Making Better Dictionaries for Language Learning

UUID: 4b1583f8-5751-49b9-8131-cb712121c093
Timestamps
- 20231120, started this article

About Copyright

Copyright is a very good and necessary design which helps to promote investment on innovation and efforts. If there is no copyright, people who make things which can be easily copied but require a lot of investment to invent (to make the first copy) will very much likely decide not to invent at first place.

However, copyright also decreases the likelyhood of further development when the owner of the copyright-protected contents are not willing to make an improvement. The balance is really not a simple topic to address.

As a foreign language learner, I value very much of a proper dictionary. For my German learning, I really like the "PONS Basiswörterbuch Deutsch als Fremdsprache", for its proper amount of vocabulary as well as not too long or not too short definitions. However, it has no digital version which is easy to use. Apparently, it is copyright protected commercial product. Looking up words in a paper dictionary book is not usually convenient.

Is there a way for me to take better use of the "PONS Basiswörterbuch Deutsch als Fremdsprache"? In fact, I have been trying to make my own digital version of this dictionary for several years now. It took already so many years, because it is not really an easy task.

To address the copyright issue, my solution is to just make my own digital version. I think it should be considered as safe if I don't distribute the digital version I have made. I purchased the paper version, and I make the digital version of the paper version just for my own convinient use of the paper version. In fact, I have purchase several paper books of this "PONS Basiswörterbuch Deutsch als Fremdsprache" - the German only version and also the definitions in both German and Chinese version. I got my photocopied PDF digital versions which serve as the starting point of making better dictionaries for language learning.

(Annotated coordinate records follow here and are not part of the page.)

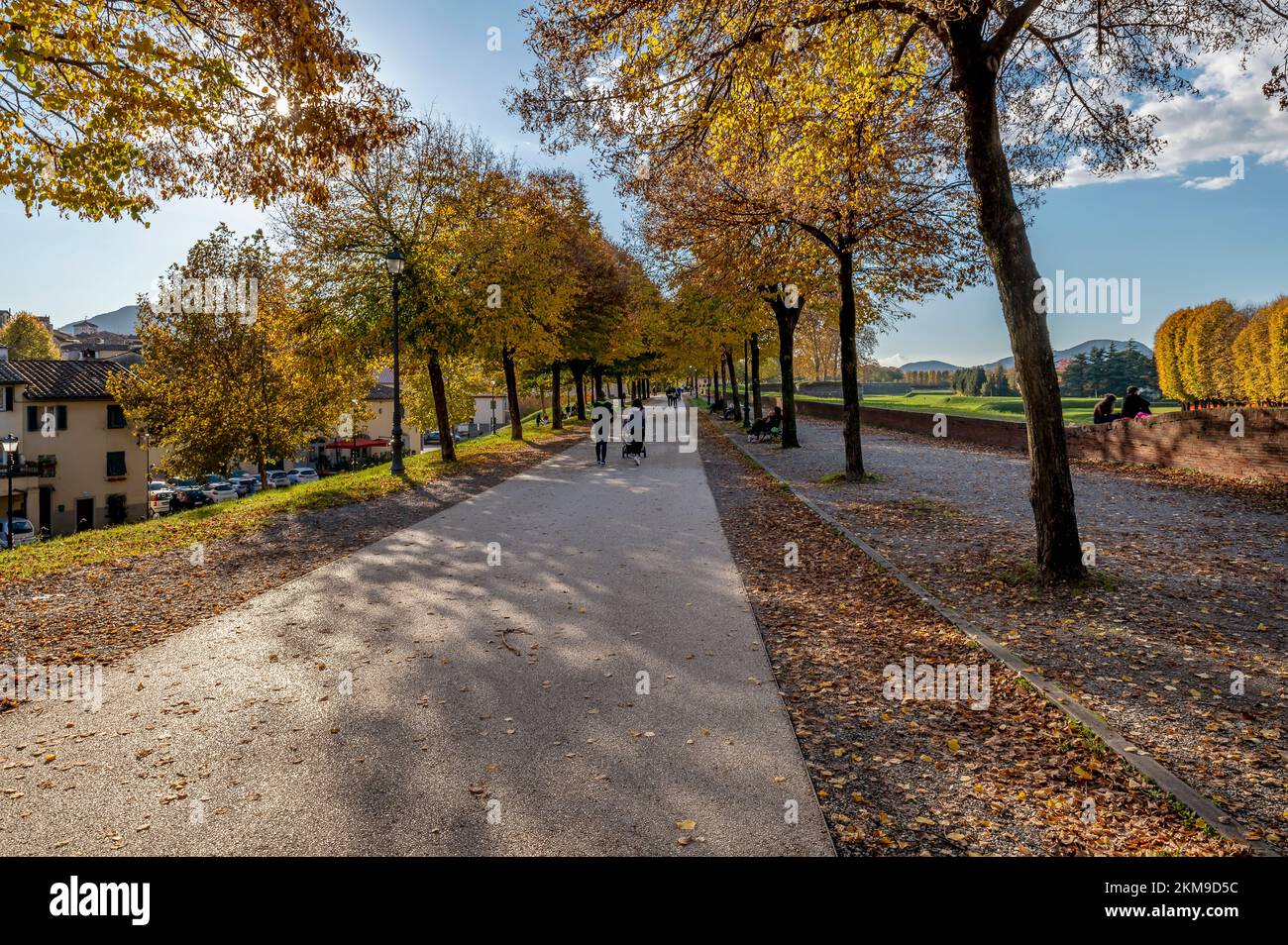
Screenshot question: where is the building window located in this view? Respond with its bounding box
[27,405,67,433]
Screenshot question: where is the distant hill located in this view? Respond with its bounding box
[983,339,1154,368]
[59,305,139,335]
[899,339,1154,370]
[899,361,957,370]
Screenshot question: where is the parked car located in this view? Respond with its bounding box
[202,482,237,502]
[232,472,261,495]
[286,467,318,485]
[0,515,36,549]
[170,485,214,512]
[149,482,174,515]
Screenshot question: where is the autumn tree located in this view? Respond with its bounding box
[467,172,591,441]
[1180,305,1248,403]
[518,0,1245,578]
[274,119,486,463]
[403,356,483,443]
[0,0,402,220]
[108,225,371,478]
[0,312,58,361]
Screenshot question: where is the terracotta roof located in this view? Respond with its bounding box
[0,361,125,400]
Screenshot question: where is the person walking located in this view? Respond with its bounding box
[622,398,645,467]
[590,400,613,467]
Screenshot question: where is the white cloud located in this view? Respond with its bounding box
[1059,51,1288,190]
[1181,176,1239,190]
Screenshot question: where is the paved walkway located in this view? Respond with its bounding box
[0,411,831,855]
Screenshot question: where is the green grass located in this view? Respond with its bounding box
[796,390,1180,424]
[818,469,886,485]
[0,421,576,581]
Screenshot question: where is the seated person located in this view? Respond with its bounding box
[748,407,783,437]
[1091,394,1118,424]
[1122,387,1153,420]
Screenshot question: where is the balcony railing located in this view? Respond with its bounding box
[0,460,58,478]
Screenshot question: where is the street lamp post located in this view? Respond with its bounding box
[0,433,18,549]
[385,250,407,476]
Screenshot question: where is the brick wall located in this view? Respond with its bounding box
[1068,407,1288,482]
[767,398,1288,482]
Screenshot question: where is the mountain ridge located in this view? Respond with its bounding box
[899,339,1154,370]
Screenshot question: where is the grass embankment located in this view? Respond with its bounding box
[796,390,1180,424]
[0,415,576,580]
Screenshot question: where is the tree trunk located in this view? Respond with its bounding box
[501,345,523,441]
[958,61,1086,580]
[769,299,802,450]
[725,348,742,420]
[429,348,456,463]
[550,361,563,430]
[568,361,587,420]
[836,250,863,482]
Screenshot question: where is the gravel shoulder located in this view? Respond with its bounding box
[0,429,585,675]
[725,411,1288,851]
[0,424,832,856]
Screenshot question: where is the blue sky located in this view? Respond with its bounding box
[0,0,1288,365]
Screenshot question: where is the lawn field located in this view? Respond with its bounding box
[796,390,1180,424]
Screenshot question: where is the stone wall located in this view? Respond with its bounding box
[767,398,1288,482]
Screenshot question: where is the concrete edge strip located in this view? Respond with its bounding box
[712,422,1279,856]
[702,443,841,858]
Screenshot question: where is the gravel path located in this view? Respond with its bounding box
[722,420,1288,850]
[0,414,831,855]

Making my "PONS Basiswörterbuch Deutsch als Fremdsprache"

Photocopied PDF files are not really more convinient than the paper books except for the part of portability or reproduction. For dictionaries, the index or the ease of headword definition retrieving is essential. Photocopied PDF files are commonly not so easy to search from. Even it there is OCR layer added by the scanner. There could still be the precision issue. Be it to many occurrences of a certain word which is not as headword or the headword is not accurately OCR-ed.

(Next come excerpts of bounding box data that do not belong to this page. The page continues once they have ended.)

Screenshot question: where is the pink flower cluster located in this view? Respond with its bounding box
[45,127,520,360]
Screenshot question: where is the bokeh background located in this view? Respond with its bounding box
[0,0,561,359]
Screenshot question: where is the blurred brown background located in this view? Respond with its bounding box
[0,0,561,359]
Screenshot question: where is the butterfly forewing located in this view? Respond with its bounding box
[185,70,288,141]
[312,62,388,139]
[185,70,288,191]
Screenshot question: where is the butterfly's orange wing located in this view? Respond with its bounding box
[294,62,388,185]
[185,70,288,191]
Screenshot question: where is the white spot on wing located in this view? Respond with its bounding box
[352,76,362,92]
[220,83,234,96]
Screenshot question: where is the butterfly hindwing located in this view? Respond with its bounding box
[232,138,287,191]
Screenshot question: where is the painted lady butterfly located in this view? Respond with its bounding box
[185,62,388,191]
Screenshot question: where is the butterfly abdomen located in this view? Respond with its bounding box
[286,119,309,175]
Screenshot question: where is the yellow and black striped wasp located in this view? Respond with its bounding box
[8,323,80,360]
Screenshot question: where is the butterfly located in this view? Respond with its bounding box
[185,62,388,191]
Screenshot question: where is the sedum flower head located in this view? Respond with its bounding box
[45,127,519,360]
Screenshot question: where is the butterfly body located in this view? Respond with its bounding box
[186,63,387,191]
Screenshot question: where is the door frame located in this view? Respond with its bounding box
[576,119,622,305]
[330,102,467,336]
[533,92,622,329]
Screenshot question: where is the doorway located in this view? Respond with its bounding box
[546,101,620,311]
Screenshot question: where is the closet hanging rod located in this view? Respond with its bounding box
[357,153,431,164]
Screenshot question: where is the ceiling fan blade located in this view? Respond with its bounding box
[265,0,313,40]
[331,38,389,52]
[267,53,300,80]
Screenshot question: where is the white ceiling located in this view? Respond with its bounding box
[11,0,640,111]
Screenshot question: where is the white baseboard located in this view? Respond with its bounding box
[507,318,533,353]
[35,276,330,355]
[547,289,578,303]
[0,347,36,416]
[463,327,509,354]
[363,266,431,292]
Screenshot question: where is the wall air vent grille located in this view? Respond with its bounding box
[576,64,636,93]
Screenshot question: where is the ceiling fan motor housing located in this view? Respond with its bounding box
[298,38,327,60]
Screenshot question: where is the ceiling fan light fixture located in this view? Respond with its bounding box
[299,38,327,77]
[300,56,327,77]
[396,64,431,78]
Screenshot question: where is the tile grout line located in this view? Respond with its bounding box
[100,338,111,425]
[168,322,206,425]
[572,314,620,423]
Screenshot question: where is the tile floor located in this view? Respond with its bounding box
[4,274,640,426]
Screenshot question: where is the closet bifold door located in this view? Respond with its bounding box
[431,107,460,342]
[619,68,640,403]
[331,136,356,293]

What I have done in the past several years? Well it is in the past and I forgot quit some details. But there remain still the stems. Starting from photocopied PDF files, I have done the following steps.

Do an OCR with Tesseract
Use proper Regex to get the headwords and separate the whole OCR-ed text
- therefore, I got a wordlist
- and the rough defintion parts for each words in the wordlist
  - However, the quality of the defintion OCR-ed text is not in very good quality
  - Which takes a lot of time for manual correction
I am afraid of errors because of the OCR, so I also started my long process of making word by word screenshots
- therefore, I got a directory of screenshots of individual words

It is okay for me to do the screenshots for individual words, although it indeed has taken a lot of my time. But my time has not been purely spent on taking the screenshots. I have been reading the dictionary. It took several years also because I broke the dictionary reading process in between. (Because of the focus shift.) Now, I am back again on the dictionary reading. It is also the reason why I started this article.

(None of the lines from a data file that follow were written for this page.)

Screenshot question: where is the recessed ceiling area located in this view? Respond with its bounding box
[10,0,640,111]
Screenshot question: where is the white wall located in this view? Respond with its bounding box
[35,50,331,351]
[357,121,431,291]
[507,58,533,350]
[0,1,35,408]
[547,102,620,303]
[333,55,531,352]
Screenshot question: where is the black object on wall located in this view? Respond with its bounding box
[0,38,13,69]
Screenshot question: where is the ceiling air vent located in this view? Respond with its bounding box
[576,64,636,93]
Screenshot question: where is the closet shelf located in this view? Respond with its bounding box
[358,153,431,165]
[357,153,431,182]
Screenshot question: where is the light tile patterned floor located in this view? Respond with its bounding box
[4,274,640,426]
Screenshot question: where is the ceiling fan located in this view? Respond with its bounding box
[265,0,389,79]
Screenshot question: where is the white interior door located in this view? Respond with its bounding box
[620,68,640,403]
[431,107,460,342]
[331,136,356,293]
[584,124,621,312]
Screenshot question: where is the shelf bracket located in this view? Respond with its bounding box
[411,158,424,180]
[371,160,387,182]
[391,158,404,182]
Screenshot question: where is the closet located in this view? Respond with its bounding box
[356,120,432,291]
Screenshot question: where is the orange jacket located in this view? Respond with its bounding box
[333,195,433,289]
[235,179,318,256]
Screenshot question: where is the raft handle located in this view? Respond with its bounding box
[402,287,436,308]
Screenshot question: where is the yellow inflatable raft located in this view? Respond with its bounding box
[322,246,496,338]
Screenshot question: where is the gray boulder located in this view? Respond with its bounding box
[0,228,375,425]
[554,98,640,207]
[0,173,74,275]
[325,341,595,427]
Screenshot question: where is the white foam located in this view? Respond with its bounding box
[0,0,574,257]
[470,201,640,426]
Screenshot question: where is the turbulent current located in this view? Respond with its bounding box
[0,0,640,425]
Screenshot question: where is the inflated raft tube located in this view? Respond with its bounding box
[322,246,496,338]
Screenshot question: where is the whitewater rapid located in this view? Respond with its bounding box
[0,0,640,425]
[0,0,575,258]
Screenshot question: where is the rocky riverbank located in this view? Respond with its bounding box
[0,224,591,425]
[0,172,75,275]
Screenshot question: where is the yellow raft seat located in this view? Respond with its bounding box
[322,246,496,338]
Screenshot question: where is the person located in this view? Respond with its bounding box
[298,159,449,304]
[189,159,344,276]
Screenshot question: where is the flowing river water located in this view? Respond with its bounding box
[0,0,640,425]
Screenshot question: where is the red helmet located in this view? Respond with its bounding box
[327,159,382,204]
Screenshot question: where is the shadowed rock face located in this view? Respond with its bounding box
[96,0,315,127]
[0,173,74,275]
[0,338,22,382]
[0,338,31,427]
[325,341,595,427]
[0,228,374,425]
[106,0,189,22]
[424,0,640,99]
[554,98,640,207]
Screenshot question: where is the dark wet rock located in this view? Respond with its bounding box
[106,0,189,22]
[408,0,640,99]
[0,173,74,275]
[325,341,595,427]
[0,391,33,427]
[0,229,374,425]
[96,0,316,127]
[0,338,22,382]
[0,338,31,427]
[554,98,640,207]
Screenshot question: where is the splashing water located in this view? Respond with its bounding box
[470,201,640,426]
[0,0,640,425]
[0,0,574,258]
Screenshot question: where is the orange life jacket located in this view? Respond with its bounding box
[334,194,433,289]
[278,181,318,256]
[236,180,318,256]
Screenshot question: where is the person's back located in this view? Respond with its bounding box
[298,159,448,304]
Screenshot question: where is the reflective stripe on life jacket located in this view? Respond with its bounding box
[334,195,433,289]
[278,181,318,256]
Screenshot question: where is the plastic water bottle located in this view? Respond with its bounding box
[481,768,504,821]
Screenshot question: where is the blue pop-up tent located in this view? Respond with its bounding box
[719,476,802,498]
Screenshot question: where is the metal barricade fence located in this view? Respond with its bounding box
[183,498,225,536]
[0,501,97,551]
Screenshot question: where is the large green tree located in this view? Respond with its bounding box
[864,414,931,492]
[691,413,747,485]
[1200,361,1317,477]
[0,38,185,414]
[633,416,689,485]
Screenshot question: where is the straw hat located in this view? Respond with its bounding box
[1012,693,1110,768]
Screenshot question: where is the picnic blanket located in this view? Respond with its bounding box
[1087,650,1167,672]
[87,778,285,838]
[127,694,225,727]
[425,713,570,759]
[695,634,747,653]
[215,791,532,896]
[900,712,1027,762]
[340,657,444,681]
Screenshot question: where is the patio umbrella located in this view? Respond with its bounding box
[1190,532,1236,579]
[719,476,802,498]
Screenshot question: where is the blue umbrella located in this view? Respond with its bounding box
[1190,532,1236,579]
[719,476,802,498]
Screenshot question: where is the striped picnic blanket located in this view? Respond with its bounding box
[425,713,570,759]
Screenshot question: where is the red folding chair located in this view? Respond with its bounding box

Headword wordlist and screenshots of individual words are not the things I have.

The screenshots are not really good enough directly after taken by hands. So I have also write quit some Python scripts to post-process the images. Like shown in the following screenshot of my VS Code.

Like shown in the image, I have wrote the method to remove background from the word screenshots.

And with more post processing, the final result is like the following.

The above image is taken from GoldenDict, which is an open source dictionary data lookup program. It supports quite a few dictionary data format. With the transparent individual word screenshots and the wordlist, there are several data formats that can be used to make the lookup in GoldenDict possible.

What's more?

In fact, individual word screenshots is already much much better than the paper dictionary. However, GoldenDict is only available on major desktop OS's.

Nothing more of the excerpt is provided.